Jue Chen and Luciano Marraffini elected to National Academy of Sciences
Rockefeller scientists Jue Chen and Luciano Marraffini are among 125 new members and foreign associates elected to the National Academy of Sciences, the Academy announced this morning. Election to the National Academy of Sciences is one of the most prestigious honors a scientist can receive; including Chen and Marraffini, the number of current Rockefeller scientists who are members of the elite organization stands at 38, or nearly half the faculty.
Chen is a structural biologist who has led the use of cryo-electron microscopy to illuminate the structures and functions of a family of membrane proteins known as ABC transporters that pump molecules in or out of cells. These transporters play important roles in many cellular processes, and a better understanding of their activity has broad implications for health and disease. Her work on two such transporters, P-glycoprotein and MRP1, for instance, has led to new insights into a mechanism by which some cancer cells mounts resistance to chemotherapy.
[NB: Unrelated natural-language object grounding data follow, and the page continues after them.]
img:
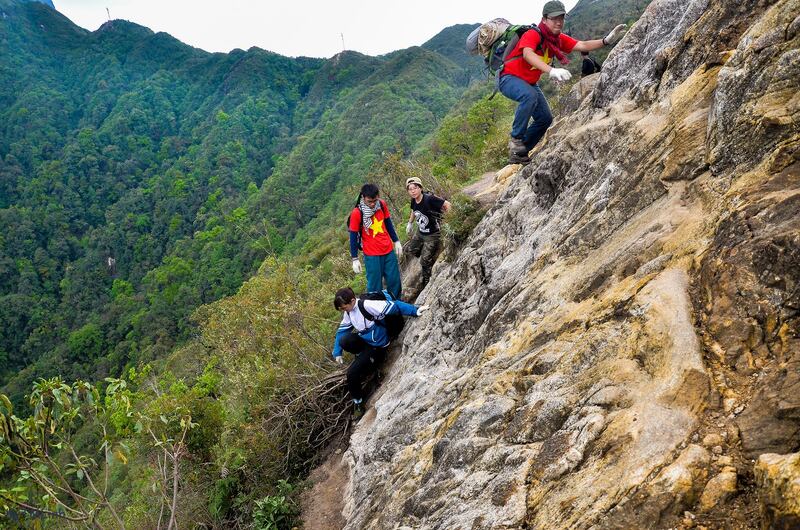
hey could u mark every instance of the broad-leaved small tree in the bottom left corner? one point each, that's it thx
(52, 478)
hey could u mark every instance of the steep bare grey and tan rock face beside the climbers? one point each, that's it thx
(643, 266)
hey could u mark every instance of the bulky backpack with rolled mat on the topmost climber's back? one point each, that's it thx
(496, 39)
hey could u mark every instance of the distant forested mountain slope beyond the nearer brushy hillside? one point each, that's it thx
(141, 177)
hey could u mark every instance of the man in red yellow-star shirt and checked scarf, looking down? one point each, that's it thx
(370, 222)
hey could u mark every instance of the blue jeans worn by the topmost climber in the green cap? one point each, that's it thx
(532, 104)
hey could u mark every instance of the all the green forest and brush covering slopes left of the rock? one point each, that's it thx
(171, 228)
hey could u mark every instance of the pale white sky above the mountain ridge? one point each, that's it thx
(312, 28)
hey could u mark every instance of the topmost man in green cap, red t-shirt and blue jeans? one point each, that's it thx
(524, 66)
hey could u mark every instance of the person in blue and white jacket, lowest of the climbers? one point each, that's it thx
(367, 328)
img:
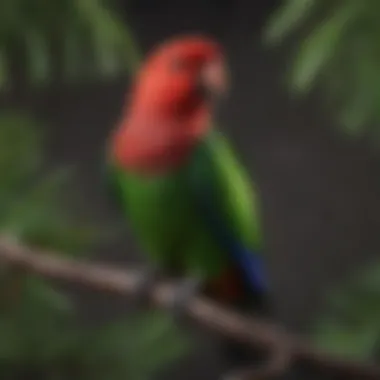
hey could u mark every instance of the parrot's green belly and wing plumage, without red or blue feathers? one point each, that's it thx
(165, 216)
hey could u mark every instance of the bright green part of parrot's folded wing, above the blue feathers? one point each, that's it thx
(218, 176)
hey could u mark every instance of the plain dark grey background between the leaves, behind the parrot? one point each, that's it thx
(320, 192)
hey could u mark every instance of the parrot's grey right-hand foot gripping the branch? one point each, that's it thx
(187, 288)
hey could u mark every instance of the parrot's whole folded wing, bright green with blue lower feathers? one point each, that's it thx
(230, 209)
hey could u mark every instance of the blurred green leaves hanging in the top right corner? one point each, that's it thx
(339, 50)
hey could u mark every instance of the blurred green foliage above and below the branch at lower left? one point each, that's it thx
(38, 327)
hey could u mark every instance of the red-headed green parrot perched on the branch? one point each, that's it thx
(188, 199)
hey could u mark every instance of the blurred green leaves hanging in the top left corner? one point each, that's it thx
(86, 37)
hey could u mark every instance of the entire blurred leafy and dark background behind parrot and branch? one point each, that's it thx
(303, 111)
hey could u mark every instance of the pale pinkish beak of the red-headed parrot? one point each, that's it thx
(213, 78)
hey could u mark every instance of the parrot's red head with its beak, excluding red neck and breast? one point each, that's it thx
(180, 73)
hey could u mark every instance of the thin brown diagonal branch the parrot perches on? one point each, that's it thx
(283, 347)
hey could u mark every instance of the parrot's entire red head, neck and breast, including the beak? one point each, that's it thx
(170, 106)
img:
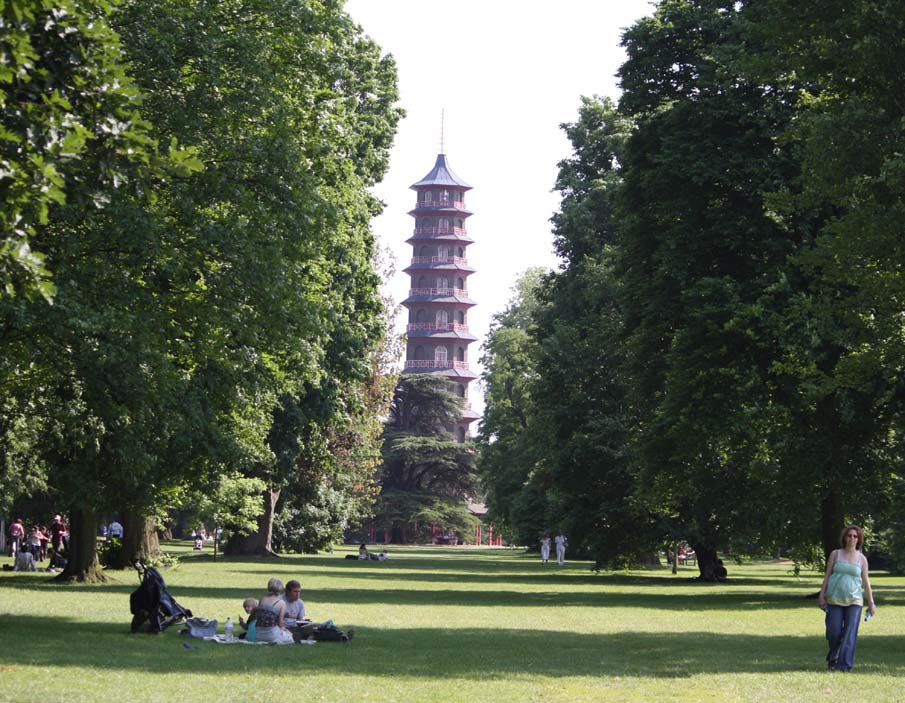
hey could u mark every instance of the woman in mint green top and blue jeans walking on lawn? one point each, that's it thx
(842, 594)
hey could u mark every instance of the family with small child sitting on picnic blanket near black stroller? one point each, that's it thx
(280, 617)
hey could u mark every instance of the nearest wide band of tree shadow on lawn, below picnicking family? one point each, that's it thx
(437, 652)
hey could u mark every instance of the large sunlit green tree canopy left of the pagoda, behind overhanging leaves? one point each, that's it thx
(213, 281)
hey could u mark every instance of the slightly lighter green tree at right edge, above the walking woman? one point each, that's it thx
(843, 330)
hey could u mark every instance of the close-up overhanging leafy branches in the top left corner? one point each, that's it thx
(65, 97)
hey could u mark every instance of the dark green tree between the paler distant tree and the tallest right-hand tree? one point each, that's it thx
(583, 409)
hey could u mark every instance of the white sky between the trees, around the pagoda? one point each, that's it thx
(507, 73)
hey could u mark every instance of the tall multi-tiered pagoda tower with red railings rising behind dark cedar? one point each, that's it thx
(438, 303)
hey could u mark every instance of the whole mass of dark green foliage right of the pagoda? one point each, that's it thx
(720, 357)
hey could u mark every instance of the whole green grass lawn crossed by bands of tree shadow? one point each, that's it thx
(452, 624)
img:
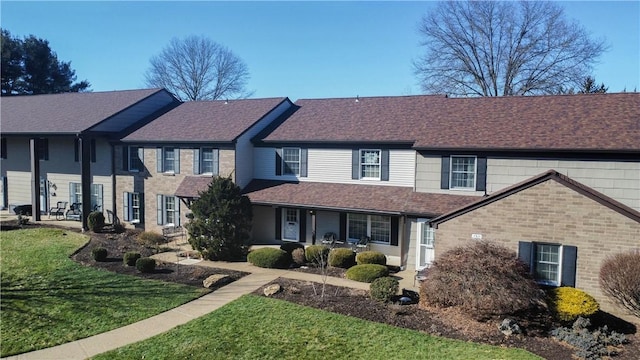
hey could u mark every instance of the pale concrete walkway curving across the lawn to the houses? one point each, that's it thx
(97, 344)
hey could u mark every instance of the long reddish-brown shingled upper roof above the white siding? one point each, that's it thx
(588, 122)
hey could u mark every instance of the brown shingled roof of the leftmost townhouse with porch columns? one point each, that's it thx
(68, 113)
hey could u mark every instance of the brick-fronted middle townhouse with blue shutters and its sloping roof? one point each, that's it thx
(161, 167)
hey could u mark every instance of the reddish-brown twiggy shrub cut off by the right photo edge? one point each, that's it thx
(620, 281)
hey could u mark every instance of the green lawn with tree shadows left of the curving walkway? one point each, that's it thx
(47, 299)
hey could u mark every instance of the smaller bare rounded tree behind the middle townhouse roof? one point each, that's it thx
(197, 68)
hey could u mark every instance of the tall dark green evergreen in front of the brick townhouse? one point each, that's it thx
(221, 223)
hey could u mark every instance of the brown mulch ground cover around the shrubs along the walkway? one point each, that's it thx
(448, 322)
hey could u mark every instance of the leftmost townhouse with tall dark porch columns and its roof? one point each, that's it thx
(56, 148)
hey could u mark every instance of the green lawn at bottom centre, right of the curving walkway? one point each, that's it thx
(255, 327)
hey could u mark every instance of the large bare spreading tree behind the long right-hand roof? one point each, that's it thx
(495, 48)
Chen has also shed light on the function of the cystic fibrosis transmembrane conductance regulator, whose mutation results in cystic fibrosis. Her research is revealing the mechanism by which new drugs that effectively treat this disease work, and it also suggests paths to develop better therapeutics. Chen has also meticulously mapped how the maltose transporter coordinates the transport of sugar into E. coli bacteria, and developed a method to visualize how it converts the chemical energy of ATP hydrolysis into mechanical work.
Marraffini is a pioneer in research on CRISPR-Cas9, a bacterial immune system whose adaptation as a gene-editing tool has revolutionized biomedical science and holds promise for the prevention and treatment of many genetic diseases. Marraffini showed how this bacterial defense system cuts and destroys invading viral DNA rather than RNA strands, as was widely believed, and he was the first to foresee the potential application of CRISPR technology as a programmable gene-editing tool. In collaboration with colleagues at the Broad Institute, he then conducted the first successful in vivo CRISPR-Cas genome-editing projects in both prokaryotes and eukaryotes. He since has gone on to elucidate the mechanism by which bacteria select particular pieces of invading viruses for immune memory. Today, Luciano is continuing to explore the mechanisms of diverse CRISPR-Cas systems in bacterial immunity, and the role of these systems in bacterial evolution.
Membership in the National Academy of Sciences recognizes distinguished and continuing achievements in original research, and members provide science, engineering, and health policy advice to the federal government and other organizations.